“She dreams a little, and she feels the dark / Encroachment of that old catastrophe, / As a calm darkens among water-lights." — Wallace Stevens
On Sunday, I lit my second Advent Candle in celebration of the coming light of Christ. That same day, in the morning, I'd listened to a sermon about how the "Light" used to describe Christ is a metaphor, and shouldn't be taken "literally." Darkness, I was informed, is also good, and much of what we enjoy in this bright life would not be available without the dark.
A couple of weeks ago, I put up some extra curtains to block light out of my apartment. Kitty-corner to my house, the Emma Goldman Clinic has bright lights on all night long. Down the street, Pagliai's Pizza has four flood lights that do the same. The parking lot behind my building has a light on non-stop, and there is a single street light on my street which contributes to the phenomenon.
Because of all of this, as we get into what is often called the Darkest Day of the Year, a time when we lament the lack of sunlight, I find myself unable to actually escape light. Whereas throughout the year the leaves of the many trees on my street would prevent much of this light from entering my chamber, their bare branches now offer nothing but the occasional slim shadow.

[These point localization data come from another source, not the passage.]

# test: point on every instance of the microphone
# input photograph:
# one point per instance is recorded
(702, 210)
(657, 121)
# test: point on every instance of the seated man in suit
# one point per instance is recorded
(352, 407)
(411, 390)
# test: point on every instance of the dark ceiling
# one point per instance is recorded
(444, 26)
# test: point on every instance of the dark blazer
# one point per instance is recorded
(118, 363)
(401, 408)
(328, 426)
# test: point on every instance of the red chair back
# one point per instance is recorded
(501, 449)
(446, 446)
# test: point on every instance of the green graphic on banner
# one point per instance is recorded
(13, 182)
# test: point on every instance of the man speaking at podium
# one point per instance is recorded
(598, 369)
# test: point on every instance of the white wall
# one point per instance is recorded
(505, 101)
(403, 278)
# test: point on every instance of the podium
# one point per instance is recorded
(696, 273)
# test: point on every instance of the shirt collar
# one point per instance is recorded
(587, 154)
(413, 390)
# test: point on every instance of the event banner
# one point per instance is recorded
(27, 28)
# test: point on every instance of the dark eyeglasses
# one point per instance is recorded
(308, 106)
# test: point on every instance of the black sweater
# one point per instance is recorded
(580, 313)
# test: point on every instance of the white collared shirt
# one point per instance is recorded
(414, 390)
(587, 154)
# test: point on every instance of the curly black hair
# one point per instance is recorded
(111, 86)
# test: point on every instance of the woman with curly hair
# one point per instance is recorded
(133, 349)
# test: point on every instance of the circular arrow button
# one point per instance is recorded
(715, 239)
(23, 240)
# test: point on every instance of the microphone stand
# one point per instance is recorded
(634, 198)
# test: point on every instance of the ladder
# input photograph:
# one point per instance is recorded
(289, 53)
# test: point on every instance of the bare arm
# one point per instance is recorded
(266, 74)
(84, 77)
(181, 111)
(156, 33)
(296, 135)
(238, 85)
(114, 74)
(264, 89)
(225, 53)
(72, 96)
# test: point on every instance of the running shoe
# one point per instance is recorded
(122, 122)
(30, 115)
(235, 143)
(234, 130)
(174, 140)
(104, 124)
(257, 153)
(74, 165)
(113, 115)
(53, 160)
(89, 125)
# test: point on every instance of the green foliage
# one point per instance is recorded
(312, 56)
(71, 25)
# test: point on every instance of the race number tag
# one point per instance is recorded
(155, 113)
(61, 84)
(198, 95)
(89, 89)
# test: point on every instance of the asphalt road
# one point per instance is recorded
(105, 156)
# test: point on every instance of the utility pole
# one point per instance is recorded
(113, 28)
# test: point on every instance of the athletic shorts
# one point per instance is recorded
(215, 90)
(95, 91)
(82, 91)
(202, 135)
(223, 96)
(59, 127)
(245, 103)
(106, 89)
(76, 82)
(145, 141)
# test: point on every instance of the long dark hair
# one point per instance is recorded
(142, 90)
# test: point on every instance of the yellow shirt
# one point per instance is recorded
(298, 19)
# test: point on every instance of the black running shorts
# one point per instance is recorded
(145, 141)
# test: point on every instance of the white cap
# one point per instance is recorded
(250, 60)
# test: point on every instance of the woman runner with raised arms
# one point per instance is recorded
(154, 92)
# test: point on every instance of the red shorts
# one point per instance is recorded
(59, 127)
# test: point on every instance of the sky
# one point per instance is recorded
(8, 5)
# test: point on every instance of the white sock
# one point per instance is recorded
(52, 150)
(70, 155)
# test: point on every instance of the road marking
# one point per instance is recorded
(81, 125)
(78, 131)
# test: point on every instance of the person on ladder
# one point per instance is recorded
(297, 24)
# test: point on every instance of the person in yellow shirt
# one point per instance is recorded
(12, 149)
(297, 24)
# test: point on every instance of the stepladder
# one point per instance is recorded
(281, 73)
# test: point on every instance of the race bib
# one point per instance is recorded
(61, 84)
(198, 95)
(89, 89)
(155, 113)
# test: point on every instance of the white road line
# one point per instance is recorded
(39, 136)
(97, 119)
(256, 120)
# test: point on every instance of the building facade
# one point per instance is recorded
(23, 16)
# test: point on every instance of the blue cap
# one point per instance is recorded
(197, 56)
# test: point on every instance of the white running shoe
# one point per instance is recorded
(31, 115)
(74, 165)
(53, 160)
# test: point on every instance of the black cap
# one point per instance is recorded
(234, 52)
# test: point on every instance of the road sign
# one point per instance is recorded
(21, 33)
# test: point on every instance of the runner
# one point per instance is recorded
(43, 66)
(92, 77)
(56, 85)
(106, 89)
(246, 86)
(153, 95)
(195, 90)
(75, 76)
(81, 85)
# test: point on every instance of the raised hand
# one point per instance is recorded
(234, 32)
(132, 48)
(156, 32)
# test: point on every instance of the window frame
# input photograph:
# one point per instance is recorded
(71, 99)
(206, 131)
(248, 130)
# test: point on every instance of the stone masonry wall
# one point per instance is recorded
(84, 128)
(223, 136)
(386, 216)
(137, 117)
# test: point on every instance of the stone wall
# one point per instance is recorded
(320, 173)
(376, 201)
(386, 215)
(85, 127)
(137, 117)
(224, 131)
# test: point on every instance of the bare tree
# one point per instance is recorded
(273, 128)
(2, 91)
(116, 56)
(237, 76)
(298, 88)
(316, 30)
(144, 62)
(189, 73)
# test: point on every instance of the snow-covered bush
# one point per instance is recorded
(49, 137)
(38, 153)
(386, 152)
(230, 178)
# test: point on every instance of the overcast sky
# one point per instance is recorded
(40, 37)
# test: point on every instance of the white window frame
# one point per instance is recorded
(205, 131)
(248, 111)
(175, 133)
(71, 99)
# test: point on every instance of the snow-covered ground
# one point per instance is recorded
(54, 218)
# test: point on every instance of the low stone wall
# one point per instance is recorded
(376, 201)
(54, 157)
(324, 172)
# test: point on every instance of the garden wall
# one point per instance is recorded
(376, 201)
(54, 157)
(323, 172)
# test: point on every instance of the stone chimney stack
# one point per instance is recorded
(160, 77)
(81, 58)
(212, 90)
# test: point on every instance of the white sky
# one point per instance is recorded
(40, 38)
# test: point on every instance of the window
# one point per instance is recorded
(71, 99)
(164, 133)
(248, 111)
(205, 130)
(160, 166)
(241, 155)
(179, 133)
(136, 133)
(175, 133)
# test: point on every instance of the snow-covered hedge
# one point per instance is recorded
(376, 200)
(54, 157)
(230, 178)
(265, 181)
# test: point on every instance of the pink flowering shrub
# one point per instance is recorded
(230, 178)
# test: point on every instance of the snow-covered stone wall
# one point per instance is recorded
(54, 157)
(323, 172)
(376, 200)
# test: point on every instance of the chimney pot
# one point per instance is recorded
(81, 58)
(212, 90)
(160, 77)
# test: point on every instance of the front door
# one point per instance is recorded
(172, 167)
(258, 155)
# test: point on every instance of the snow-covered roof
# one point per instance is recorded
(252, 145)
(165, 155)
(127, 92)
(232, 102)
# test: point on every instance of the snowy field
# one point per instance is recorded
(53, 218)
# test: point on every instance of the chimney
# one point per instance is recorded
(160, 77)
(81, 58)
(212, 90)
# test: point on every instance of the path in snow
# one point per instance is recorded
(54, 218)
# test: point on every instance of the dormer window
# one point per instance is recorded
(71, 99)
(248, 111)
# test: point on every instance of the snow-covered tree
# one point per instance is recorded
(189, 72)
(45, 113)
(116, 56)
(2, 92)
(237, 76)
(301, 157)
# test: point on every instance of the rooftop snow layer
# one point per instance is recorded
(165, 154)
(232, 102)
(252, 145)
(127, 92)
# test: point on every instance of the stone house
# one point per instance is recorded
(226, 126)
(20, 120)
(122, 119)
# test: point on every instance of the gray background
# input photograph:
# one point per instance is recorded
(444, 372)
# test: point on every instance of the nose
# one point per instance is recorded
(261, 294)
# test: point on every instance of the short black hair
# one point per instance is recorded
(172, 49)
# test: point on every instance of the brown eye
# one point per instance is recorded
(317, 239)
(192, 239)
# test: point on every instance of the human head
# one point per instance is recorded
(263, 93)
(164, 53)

I’m certainly growing dark. Sleep is becoming something of a premium. And I think of those Pagan festivals, and of the Jewish Hanukkah (the Festival of Lights), and the original Christian Advent season and wonder “What must've these traditions been like in their times, when their symbolism was more consistent with their practitioners’ experience of the world?”
I've been calling this my Christian year. After having had a mystical experience watching a Catholic Midnight Mass last Christmas Eve, I've been throwing myself into the faith as an experiment in psychotechnology as much as anything else. I can say that there is something coming, something which has already come, and which will come again — of that I'm sure. The daily prayers and weekly masses have accompanied my meditations with a narrative, a culture, a set of symbols, and a never-ending drama.
Thanks to that, I can read this eerie situation with light pollution in a meaningful way. It's not only a problem challenging me, but an emblem of how the Slanderer perverts the very metaphors we live by. In the coming age, there will be a darkness where we can all find rest.